A group pushing for a trolley system is rolling into position to be a player in the revitalization of downtown Colorado Springs.
The Pikes Peak Historical Street Railway Foundation, which holds the franchise for a trolley system in the city, is negotiating to buy a parcel of land downtown and is close to getting five more trolleys.
It's been a long road.
In 1997, Colorado Springs voters gave the foundation the green light on a 25-year streetcar franchise. The foundation has managed to get 15 cars and completed a feasibility study.
But funds have been hard to come by, and, with only a few volunteers, getting the cars into running condition hasn't been easy. Only one is operable.
Getting land downtown would be a big step. The site must be big enough to store and maintain the trolleys, and it could act as a temporary depot.
"We're looking for a space downtown to set up a base of operations," said Dave Lippincott, the foundation's president.
Lippincott declined to identify the location of the land, but noted the foundation should know within a month if a deal can be pieced together.
"We've started initial talks with the owner through his Realtor," he said.
The foundation is also working on pairing up with a group behind the proposed Colorado Springs Public Market Downtown Project, which is also looking for a site. The year-round public market would include open space for gatherings such as music, entertainment, space for outdoor expansion of seasonal farmers markets and a rooftop garden.
"They came to us and said, 'We would love to have a streetcar serve the public market once this gets established,'" Lippincott said. "They are looking for a spot and it could be that we'd be together."
Public market board member Kady Hommel said a downtown trolley would be a good fit.
"We love it for the functional transportation benefits that it offers, and we love it for the historic legacy that it restores and re-creates," she said.
Four sites have risen to the top as candidates for the market, she said. But the process is far from complete, Hommel said.
The projects could get a boost if the state approves a bid from the city to receive $82 million in state sales tax dollars to build four tourism-related projects, including a multi-use stadium and museum for the U.S. Olympics, both of which would be downtown.
"We are over the top with enthusiasm about anything that adds to the charisma and traffic and differentiation of downtown," Hommel said. "It's all good for everybody. There's plenty of room."
The trolley foundation still hasn't overcome its biggest obstacle, however: getting funds.
Indeed, settling on a price for the land is only the first step toward a base for trolley operations.
Lippincott said the foundation plans to acquire the land in an all-cash deal, which means it would have to raise the money to buy it.
"It would take us six months to raise funds to buy the property," he said. "At that point, we could put track on the ground on this property, then talk about expanding into the streets, going to developers and saying: 'If you want us to develop something that would serve your property, we need help.'"

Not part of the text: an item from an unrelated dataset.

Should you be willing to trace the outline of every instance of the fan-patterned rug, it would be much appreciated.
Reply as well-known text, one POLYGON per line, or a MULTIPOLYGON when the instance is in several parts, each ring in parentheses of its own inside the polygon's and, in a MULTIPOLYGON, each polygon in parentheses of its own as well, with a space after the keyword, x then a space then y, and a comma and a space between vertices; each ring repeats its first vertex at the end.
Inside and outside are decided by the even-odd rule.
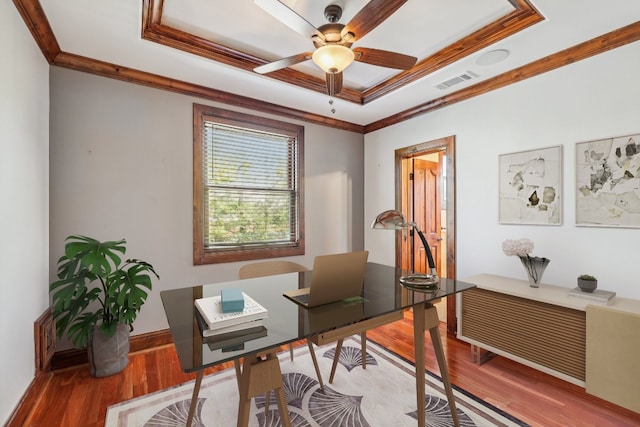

Some developers have recently contacted the foundation, Lippincott said.
A downtown route is not finalized. It could depend, at least in part, on where the funds come from. Initially, Lippincott said the trolley could run north on Tejon Street to Dale Street, then jog one block east to Nevada Avenue and return south to Vermijo Avenue or Costilla Street in a loop back to Tejon.
The south end, he said, "would depend on how far on south Nevada and Tejon people want to go."
Additional streetcars, meantime, are in the works.
One of them is about 90 percent restored and could be in running condition fairly quickly.
"We're in touch with an owner who has restored some cars," Lippincott said. "He's lost his storage space and is willing to donate them for the cost of transporting them out here."